10. The method of claim 9, wherein the speech recognition models include an ASR speech recognition model, a small language speech recognition model, a dialect speech recognition model, and a professional field speech recognition model.

11. A speech recognition device, the device comprising:

The system comprises an acquisition module, a recognition module and a recognition module, wherein the acquisition module is used for acquiring voice data to be recognized, and the voice data to be recognized at least partially comprises specific voices and/or professional vocabularies; and

The recognition module is used for recognizing the voice data to be recognized by adopting a pre-trained voice recognition model to obtain a recognition result;

12. The apparatus of claim 11, further comprising a training module for training the speech recognition model;

wherein, training module includes:

An acquisition unit configured to acquire a training speech data set, where the training speech data set includes a first speech data set and a second speech data set, the number of samples of the first speech data set is greater than the number of samples of the second speech data set, and the second speech data set is a specific professional speech data set;

the fragmentation unit is used for carrying out fragmentation processing on the second voice data set by adopting a window sliding method to obtain a plurality of voice fragments;

the first training unit is used for training the initial voice recognition model by adopting the first voice data set to obtain an intermediate voice recognition model; and

And the second training unit is used for retraining the intermediate voice recognition model by adopting the plurality of voice fragments to obtain the voice recognition model.

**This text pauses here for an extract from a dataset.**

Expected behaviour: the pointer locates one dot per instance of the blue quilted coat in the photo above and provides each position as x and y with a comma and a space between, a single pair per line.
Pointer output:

13. An electronic device, comprising:

one or more processors;

Storage means for storing one or more computer programs,

Characterized in that the one or more processors execute the one or more computer programs to implement the steps of the method according to any one of claims 1 to 10.

14. A computer-readable storage medium, on which a computer program is stored, characterized in that the computer program, when being executed by a processor, realizes the steps of the method according to any one of claims 1-10.

15. A computer program product comprising a computer program, characterized in that the computer program, when executed by a processor, implements the steps of the method according to any one of claims 1-10.